The following Akonni infectious disease tests are currently being utilized by the Federal government for medical surveillance and research purposes. Today, tests are available for research use only (RUO), see Table below. Application for FDA approval will be initiated shortly. There are more than two dozen additional infectious disease tests currently under development.

 

An additional test application under development is a comprehensive panel test for nosocomial infections – infections patents acquire during hospitalization. The incidence of nosocomial infections has been increasing; the CDC estimates that 2 million patients are affected per annum and 99,000 died last year as a result.

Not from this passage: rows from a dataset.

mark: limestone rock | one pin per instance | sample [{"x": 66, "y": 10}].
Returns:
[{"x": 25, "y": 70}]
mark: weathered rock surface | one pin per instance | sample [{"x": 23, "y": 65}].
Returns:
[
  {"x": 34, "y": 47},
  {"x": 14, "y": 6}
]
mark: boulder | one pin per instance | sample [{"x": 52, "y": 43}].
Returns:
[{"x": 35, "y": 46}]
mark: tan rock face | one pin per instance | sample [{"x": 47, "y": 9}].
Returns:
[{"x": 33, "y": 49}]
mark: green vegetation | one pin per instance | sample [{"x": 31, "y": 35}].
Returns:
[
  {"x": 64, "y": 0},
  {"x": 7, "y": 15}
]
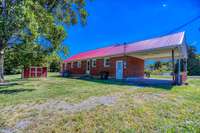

Akonni is combining tests for the most common nosocomial infections into one low-cost test, so that it will be economical for a hospital to monitor all patients at intake and periodically throughout their stay. Given the timeliness of the test results, those patients harboring infections can then be immediately quarantined and given additional appropriate therapy.

Supplementing clinical judgment with molecular evidence

In summary, from a small non-invasive patient sample, Akonni’s technology enables a doctor to test a patient for a panel of common infectious diseases within a 30-minute appointment and at a fraction of the cost of today’s most common tests. The doctor will have an unprecedented amount of information to aid diagnosis; further, the doctor can be better informed as to alternative FDA-approved medications designed to treat the disease. Genetic analysis is finally beginning to dramatically improve the practice of medicine to the benefit of both the patient and the doctor, while at the same time lowering the cost of care.